Many of the gods and goddesses of Greek mythology were related to each other through marriage, shared parentage or both, with almost all of them being connected to Zeus. The 12 major deities of ancient Greek religion, also known as the pantheon, consisted of Zeus, Hera, Poseidon, Demeter, Athena, Apollo, Artemis, Hermes, Hephaestus, Dionysus, Ares and Aphrodite, and they were all members of the same family.

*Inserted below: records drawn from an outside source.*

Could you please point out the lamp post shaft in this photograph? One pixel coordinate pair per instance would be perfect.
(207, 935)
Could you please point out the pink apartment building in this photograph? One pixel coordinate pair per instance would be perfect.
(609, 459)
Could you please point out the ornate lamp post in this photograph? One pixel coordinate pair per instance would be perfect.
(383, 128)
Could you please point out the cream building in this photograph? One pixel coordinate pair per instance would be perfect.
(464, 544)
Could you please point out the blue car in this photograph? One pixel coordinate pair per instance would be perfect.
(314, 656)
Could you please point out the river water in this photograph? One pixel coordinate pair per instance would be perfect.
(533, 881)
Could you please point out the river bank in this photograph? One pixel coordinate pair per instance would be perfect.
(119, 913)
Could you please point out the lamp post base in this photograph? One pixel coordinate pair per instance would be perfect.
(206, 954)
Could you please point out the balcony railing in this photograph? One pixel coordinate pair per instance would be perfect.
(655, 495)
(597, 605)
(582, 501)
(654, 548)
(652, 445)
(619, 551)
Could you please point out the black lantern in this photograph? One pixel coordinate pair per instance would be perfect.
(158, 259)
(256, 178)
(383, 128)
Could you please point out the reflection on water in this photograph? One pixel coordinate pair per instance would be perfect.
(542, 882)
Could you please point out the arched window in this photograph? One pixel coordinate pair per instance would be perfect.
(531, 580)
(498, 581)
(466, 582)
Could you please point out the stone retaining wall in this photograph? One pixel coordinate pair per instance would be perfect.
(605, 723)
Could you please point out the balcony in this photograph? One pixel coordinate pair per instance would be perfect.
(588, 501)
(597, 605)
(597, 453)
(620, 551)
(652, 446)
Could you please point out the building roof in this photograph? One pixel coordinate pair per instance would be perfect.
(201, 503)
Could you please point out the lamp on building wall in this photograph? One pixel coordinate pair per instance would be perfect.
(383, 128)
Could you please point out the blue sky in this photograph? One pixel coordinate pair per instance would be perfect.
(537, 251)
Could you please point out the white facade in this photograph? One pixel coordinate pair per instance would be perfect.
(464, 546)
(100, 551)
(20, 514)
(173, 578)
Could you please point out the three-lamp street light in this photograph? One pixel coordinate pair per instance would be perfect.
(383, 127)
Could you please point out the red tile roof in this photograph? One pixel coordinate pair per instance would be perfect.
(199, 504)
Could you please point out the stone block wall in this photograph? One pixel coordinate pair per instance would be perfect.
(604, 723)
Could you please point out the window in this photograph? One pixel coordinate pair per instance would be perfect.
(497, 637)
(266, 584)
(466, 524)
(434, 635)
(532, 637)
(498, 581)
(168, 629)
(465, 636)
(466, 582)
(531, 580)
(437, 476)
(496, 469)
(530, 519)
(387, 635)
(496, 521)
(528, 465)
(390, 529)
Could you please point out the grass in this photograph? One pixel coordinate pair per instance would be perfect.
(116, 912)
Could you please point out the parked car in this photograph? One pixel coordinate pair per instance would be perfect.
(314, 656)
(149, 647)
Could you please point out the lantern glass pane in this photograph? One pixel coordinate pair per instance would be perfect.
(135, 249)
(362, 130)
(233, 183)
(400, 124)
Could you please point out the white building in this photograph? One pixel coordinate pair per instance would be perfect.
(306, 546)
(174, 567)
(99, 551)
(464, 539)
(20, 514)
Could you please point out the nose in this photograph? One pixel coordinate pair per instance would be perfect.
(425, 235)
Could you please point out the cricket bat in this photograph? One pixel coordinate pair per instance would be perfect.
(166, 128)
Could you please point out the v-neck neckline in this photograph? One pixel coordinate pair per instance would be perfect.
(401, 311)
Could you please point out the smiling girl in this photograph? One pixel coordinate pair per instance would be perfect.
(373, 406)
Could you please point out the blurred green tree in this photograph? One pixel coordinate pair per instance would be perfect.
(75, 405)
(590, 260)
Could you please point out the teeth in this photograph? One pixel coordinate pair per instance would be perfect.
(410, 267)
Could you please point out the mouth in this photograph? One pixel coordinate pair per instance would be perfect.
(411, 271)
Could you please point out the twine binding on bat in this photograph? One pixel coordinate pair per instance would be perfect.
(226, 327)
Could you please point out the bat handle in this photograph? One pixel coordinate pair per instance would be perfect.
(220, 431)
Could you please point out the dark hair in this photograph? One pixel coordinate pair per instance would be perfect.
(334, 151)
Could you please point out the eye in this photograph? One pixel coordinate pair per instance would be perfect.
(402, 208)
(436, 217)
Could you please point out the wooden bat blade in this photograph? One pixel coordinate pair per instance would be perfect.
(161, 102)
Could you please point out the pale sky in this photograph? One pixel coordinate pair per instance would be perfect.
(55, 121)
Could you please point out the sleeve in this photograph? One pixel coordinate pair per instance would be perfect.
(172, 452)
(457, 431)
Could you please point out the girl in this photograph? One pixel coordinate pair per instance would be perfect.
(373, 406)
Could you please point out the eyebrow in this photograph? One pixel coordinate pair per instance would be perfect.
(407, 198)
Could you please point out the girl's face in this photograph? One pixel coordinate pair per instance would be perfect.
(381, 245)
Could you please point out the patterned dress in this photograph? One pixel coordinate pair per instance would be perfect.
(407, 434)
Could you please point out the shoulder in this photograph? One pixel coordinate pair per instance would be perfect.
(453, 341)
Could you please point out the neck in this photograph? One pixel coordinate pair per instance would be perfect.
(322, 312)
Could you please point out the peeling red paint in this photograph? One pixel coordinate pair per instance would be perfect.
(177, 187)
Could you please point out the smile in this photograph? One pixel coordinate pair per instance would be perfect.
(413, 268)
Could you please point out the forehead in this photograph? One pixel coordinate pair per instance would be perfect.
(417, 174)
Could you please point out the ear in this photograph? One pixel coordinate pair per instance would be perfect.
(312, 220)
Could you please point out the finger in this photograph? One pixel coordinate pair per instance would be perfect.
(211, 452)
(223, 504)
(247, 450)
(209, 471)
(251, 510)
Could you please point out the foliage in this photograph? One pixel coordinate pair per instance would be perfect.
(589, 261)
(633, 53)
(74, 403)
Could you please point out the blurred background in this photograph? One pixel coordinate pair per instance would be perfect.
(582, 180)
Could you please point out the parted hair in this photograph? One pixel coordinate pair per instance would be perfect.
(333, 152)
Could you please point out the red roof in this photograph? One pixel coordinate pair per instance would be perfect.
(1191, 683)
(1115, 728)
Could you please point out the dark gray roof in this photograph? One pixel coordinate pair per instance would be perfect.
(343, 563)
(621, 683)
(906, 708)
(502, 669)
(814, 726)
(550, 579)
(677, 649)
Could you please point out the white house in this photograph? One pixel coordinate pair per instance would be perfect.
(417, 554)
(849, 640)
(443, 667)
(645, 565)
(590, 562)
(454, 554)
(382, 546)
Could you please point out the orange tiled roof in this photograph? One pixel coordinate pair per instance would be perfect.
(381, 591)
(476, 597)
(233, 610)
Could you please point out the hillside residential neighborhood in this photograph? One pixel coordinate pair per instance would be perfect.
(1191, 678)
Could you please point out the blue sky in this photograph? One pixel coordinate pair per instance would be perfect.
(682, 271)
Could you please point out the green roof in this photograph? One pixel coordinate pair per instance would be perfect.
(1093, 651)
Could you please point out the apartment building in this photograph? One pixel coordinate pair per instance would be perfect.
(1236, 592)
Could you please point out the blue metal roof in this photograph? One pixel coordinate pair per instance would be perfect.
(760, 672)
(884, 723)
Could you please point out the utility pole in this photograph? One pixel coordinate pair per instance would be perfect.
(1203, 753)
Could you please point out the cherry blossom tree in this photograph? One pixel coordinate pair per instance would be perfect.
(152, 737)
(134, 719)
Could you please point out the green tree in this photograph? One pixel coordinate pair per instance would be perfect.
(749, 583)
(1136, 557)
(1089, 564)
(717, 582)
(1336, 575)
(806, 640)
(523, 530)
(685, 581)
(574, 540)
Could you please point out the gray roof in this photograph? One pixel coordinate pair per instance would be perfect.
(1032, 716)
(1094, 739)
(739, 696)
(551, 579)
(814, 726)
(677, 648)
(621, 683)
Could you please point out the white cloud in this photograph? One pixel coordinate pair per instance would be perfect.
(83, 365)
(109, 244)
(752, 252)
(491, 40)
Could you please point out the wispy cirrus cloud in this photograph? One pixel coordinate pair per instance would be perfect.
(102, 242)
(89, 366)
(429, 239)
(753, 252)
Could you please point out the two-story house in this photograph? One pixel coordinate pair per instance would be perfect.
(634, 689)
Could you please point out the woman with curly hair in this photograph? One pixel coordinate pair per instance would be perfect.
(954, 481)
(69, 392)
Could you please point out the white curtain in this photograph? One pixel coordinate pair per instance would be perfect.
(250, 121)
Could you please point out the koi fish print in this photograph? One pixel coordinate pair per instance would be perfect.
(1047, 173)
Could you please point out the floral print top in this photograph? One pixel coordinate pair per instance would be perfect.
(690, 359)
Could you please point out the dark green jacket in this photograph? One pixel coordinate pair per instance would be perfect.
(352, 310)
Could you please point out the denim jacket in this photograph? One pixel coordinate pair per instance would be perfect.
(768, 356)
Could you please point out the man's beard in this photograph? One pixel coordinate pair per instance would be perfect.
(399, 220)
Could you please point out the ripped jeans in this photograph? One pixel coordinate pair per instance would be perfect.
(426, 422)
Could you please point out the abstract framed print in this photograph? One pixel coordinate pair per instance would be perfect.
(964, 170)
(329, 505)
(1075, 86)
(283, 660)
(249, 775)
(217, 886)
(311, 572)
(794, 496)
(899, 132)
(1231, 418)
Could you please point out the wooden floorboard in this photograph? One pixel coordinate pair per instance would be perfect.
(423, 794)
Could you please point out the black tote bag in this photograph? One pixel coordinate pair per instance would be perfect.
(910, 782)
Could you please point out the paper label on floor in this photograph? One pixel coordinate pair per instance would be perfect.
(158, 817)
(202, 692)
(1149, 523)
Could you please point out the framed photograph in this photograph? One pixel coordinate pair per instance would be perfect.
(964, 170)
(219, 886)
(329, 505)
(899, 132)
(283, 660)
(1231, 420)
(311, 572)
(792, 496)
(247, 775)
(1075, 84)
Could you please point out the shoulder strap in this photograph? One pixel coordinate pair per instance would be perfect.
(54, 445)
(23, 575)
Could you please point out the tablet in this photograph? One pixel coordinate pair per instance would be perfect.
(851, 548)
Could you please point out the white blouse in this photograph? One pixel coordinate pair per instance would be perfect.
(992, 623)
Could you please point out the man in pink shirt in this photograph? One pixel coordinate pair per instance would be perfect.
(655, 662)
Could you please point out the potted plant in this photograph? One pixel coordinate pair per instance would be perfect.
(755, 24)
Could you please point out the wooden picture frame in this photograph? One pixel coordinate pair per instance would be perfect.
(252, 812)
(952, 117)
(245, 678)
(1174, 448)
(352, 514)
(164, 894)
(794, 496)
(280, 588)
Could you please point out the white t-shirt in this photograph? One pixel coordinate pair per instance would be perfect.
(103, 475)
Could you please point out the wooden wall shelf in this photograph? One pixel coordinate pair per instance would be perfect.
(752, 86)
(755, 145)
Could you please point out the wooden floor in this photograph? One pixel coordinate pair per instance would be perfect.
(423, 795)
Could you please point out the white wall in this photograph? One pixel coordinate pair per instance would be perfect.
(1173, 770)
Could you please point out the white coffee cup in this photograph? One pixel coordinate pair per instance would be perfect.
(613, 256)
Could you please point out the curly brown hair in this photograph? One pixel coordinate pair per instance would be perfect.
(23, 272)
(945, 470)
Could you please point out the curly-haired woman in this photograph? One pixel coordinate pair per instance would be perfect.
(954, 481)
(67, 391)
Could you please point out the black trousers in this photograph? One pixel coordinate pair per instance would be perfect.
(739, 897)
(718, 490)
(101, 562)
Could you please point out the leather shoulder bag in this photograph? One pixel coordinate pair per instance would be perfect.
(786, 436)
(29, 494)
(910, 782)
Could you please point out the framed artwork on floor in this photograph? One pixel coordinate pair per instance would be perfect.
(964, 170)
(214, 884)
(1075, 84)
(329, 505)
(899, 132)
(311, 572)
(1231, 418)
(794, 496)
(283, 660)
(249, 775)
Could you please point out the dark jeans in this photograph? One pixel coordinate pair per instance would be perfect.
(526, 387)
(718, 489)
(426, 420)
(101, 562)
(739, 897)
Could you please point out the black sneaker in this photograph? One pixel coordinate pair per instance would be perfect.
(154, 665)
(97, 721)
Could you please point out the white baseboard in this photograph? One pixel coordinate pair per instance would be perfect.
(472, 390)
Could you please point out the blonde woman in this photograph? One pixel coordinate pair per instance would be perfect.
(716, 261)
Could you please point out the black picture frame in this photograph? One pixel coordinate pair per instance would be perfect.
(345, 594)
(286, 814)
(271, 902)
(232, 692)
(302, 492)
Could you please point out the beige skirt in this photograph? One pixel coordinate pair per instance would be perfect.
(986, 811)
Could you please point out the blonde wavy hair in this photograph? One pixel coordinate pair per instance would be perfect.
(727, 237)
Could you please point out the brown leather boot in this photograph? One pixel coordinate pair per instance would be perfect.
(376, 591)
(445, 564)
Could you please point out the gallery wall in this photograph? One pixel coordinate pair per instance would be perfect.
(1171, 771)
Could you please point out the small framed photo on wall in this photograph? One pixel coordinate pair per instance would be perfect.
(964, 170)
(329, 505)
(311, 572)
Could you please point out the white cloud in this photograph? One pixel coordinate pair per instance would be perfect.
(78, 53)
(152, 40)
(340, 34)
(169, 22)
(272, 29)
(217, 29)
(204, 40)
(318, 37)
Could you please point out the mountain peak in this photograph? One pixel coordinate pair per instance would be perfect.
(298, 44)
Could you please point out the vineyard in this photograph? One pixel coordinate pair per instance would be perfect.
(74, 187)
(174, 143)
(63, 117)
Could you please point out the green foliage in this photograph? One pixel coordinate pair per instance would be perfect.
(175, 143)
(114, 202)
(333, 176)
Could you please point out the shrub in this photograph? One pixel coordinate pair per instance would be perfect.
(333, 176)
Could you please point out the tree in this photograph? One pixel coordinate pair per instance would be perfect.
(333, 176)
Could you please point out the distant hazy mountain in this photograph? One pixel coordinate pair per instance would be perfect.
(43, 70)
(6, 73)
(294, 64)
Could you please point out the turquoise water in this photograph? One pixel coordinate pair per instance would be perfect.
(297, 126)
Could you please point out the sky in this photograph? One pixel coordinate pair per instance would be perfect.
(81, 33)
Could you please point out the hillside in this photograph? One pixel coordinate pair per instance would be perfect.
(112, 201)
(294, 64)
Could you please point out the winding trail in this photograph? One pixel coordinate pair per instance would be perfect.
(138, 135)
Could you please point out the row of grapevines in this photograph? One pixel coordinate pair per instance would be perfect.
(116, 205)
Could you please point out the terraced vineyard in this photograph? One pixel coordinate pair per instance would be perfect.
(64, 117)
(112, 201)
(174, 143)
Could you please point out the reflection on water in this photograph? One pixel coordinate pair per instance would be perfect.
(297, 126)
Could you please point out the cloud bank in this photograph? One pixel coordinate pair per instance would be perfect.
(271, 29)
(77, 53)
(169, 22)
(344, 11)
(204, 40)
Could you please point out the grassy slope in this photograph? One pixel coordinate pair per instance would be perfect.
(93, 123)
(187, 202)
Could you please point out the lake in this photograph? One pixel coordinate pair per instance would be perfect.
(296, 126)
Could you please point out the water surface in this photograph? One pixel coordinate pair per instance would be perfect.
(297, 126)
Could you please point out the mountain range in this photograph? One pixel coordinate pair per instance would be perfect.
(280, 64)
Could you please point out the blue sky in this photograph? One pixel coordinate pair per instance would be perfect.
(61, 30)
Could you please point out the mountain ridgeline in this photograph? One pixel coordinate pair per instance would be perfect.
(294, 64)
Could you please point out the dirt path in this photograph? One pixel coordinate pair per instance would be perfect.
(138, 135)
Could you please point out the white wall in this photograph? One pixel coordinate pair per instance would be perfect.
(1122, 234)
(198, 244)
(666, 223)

Zeus, the god of thunder and lightning, was the reigning patriarch of the family of Greek gods and goddesses. He was the youngest son of the titans Kronos and Rhea, and his siblings included Poseidon, the god of the sea, and Hades, the lord of the underworld, along with the goddesses Hera, Demeter and Hestia. Zeus married Hera, the goddess of birth and marriage. Their children included Ares, the god of war; Hephaestus, the god of metalworking; and Hebe, the goddess of youth.
Zeus also fathered several of the other gods and goddesses through unions outside of his marriage. His affair with a woman named Leto produced the twin deities Apollo and Artemis. Apollo was the god of music, poetry and archery, while his sister Artemis ruled over the hunt. The goddess of love and beauty, Aphrodite, also claimed Zeus as her father, although this is disputed in some stories.
While the Greek god of wine, Dionysus, and the messenger god, Hermes, each had different mothers, they were both sons of Zeus as well. The thunder god also gave birth to the goddess of wisdom, Athena, who climbed out of Zeus' head fully formed after he endured a pounding headahce for several days.